Clinical Trial Details
— Status: Completed
Administrative data
| NCT number |
NCT04359758 |
| Other study ID # |
STUDY00001073 |
| Secondary ID |
P30CA051008 |
| Status |
Completed |
| Phase |
N/A
|
| First received |
|
| Last updated |
|
| Start date |
March 1, 2020 |
| Est. completion date |
November 1, 2021 |
Study information
| Verified date |
January 2024 |
| Source |
Georgetown University |
| Contact |
n/a |
| Is FDA regulated |
No |
| Health authority |
|
| Study type |
Interventional
|
Clinical Trial Summary
The goal of this pilot randomized controlled trial is to evaluate the impact and efficacy of
a streamlined genetic education and testing intervention for men with prostate cancer.
Eligible men are prostate cancer survivors who meet criteria for genetic counseling referral.
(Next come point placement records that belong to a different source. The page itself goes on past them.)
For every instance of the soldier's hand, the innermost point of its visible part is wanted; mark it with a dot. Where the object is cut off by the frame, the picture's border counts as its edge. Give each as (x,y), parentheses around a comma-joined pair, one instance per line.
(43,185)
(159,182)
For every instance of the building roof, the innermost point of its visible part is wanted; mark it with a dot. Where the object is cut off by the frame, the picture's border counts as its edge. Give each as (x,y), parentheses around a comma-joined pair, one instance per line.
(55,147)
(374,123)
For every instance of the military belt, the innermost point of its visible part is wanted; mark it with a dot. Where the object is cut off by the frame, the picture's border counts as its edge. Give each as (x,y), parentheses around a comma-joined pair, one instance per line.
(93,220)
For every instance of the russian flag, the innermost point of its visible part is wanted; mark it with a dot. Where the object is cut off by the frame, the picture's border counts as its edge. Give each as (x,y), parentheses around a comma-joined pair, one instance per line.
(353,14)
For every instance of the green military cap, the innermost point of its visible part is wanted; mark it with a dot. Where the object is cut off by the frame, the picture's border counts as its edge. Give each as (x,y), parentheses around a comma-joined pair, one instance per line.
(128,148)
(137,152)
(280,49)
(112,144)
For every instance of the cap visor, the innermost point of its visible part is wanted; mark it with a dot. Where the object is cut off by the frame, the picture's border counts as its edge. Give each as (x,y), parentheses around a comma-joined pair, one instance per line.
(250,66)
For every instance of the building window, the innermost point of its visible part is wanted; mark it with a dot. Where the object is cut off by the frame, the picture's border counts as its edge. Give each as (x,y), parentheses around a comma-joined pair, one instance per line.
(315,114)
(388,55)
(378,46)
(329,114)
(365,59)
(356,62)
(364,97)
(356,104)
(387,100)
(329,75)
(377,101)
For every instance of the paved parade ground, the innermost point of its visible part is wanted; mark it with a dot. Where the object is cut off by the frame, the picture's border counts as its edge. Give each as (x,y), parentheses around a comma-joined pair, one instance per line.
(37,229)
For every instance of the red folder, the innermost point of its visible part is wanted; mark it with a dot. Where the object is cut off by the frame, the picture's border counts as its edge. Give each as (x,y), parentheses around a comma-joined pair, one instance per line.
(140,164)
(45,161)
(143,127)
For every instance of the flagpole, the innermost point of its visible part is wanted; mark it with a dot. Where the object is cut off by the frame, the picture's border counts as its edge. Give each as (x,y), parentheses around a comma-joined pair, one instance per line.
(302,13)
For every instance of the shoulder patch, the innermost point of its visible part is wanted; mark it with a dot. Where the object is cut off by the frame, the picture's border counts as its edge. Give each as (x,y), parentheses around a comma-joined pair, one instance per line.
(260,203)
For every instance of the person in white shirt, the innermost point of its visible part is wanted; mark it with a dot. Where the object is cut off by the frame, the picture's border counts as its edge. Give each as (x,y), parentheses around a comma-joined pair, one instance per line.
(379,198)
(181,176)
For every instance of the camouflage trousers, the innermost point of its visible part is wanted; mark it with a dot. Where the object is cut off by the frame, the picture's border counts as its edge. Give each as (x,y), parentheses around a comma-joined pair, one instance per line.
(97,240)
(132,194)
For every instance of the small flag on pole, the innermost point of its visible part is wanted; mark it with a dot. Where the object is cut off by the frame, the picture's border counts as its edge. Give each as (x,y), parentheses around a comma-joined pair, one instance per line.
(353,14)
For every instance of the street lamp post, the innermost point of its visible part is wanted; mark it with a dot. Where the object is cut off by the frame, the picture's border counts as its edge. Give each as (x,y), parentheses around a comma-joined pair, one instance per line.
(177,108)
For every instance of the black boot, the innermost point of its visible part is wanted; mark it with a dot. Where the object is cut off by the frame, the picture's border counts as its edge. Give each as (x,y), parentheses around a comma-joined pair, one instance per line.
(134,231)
After completing a baseline survey, participants (n=120) are randomized to Streamlined
Genetic Testing (ST) or Usual Care (UC). Participants in ST are able to review genetic
education materials and then proceed directly to genetic testing. Participants in UC will be
provided with a referral for standard individual genetic counseling. Two months after
randomization all participants will be contacted to complete a follow-up survey.
Description:
Genetic testing is part of clinical care for women with breast and ovarian cancer. Guidelines
have led to increasing genetic testing participation among eligible women. Identifying
pathogenic variants (PVs) in cancer susceptibility genes has important treatment, management
and risk reduction implications for patients and their family members. Men are just as likely
as women to carry a PV in a cancer risk gene and men with prostate cancer are at particularly
high risk for carrying a PV. NCCN guidelines recommend germline genetic testing in men with
metastatic prostate cancer or with Gleason 7+ prostate cancer. These guidelines are likely to
expand given recent studies suggesting that 17% of prostate cancer patients may harbor a
cancer susceptibility PV and that current referral criteria miss many of these patients.
Prostate cancer patients with a PV in BRCA1 or BRCA2 (BRCA) have more aggressive prostate
cancers, are at risk for other primary cancers (e.g., male breast and pancreatic) and their
family members are at risk for a variety of cancers. Thus, genetic testing of prostate cancer
patients has implications for treatment, management, and risk reduction for the patient and
his family members.
Despite these benefits and existing referral guidelines, few men with prostate cancer are
tested. This reflects low genetic counseling referral and participation, since men who attend
genetic counseling get tested at the same high rate as women. Low participation is likely due
to underestimation of the personal health relevance of testing and lack of physician genetic
counseling referral. Thus, the requirement to obtain individual genetic counseling prior to
genetic testing may be a barrier to the receipt of guideline consistent genetic testing.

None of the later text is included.